Question

Derive an expression for the capacitance of a parallel plate capacitor .

Answer 1

As shown in the figure the plate area is $A$ and the separation between them is $d$, the assumption is that $d<<\sqrt[2]{2A}$

$\sqrt[2]{2A}$ is supposed to be dimension of the plates.

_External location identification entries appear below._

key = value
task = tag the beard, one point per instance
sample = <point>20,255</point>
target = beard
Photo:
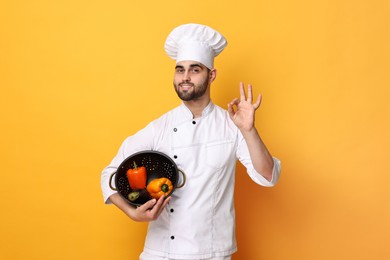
<point>196,91</point>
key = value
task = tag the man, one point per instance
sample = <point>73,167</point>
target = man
<point>204,140</point>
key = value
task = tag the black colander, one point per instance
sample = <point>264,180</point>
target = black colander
<point>157,164</point>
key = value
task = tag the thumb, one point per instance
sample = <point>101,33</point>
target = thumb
<point>148,205</point>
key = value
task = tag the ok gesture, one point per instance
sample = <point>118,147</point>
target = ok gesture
<point>242,111</point>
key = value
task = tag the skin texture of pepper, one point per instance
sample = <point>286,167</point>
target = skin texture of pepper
<point>159,187</point>
<point>137,177</point>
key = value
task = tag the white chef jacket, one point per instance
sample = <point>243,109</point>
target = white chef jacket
<point>199,221</point>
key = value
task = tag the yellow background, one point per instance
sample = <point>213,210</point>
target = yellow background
<point>77,77</point>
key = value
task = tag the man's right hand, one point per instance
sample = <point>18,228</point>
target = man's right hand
<point>149,211</point>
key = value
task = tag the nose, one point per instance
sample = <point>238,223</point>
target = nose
<point>186,77</point>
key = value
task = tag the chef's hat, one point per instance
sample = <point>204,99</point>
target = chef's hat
<point>195,42</point>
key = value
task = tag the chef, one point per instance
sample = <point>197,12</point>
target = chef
<point>205,141</point>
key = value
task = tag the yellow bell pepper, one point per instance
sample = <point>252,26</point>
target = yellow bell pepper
<point>159,187</point>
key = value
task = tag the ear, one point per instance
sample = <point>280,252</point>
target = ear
<point>212,75</point>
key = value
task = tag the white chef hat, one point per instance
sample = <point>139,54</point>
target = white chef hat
<point>195,42</point>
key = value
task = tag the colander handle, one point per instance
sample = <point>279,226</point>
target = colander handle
<point>112,175</point>
<point>184,180</point>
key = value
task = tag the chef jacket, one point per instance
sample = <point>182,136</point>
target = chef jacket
<point>199,221</point>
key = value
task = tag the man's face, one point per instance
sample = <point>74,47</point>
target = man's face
<point>192,80</point>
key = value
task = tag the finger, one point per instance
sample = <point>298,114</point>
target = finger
<point>250,98</point>
<point>242,92</point>
<point>166,201</point>
<point>147,205</point>
<point>230,110</point>
<point>258,102</point>
<point>159,206</point>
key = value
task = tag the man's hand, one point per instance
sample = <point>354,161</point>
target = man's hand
<point>242,111</point>
<point>149,211</point>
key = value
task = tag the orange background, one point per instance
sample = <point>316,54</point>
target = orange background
<point>77,77</point>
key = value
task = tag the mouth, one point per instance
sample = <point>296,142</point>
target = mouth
<point>185,86</point>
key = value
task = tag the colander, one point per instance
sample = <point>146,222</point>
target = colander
<point>157,164</point>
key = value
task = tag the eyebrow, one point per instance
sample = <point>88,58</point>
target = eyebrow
<point>191,66</point>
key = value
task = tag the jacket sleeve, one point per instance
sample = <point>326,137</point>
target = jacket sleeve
<point>244,157</point>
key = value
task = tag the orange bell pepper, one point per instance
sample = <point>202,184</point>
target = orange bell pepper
<point>159,187</point>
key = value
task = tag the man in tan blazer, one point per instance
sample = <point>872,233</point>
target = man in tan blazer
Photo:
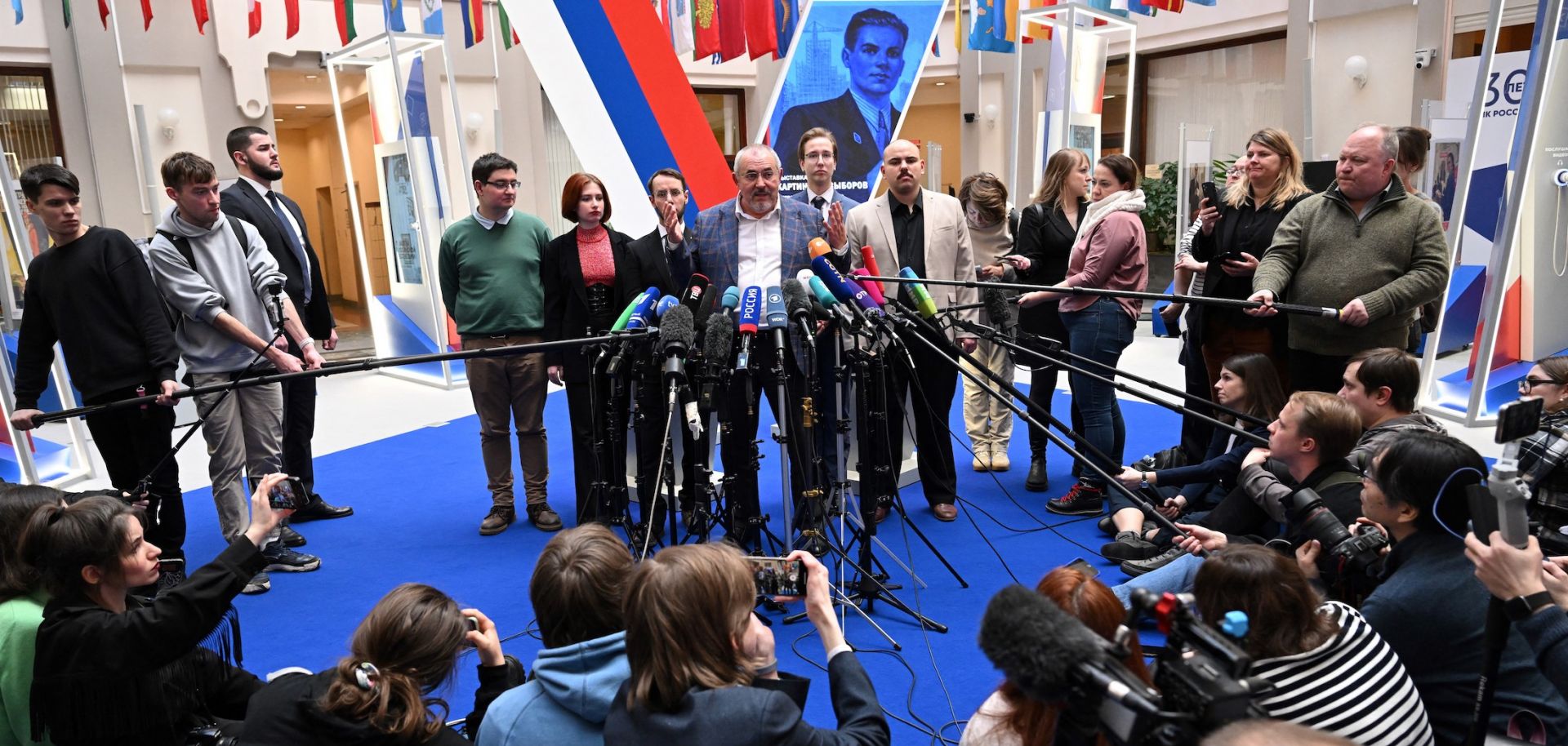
<point>925,231</point>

$Value$ of charge density on either plate is $\sigma =\frac{Q}{A}$

The electric field due to positive plate at point P will be $away$ from this plate i.e towards the negative plate and given

by $E_{+}=\frac{\sigma }{2{ϵ}_0}$

Similarly the electric field due to negative plate at point P will be $towards$ the negative plate and given by $E_{-}=\frac{\sigma }{2{ϵ}_0}$

As both fields are in same $direction$ so net field will be their $sum$

so $E=2\times \frac{\sigma }{2{ϵ}_0}=\frac{\sigma }{{ϵ}_0}$

$\text{as d is very small in comparison to the dimension of plate so the field can be treated as constant through out.}$

So potential difference $\Delta V=E\times d=\frac{Qd}{A{ϵ}_0}$

So the capacitance $C=\frac{Q}{\Delta V}=\frac{A{ϵ}_0}{d}$

If dielectric is there in between the plates then just replace the ${ϵ}_0$ by ${ϵ}_r$ where ${ϵ}_r=k{ϵ}_0$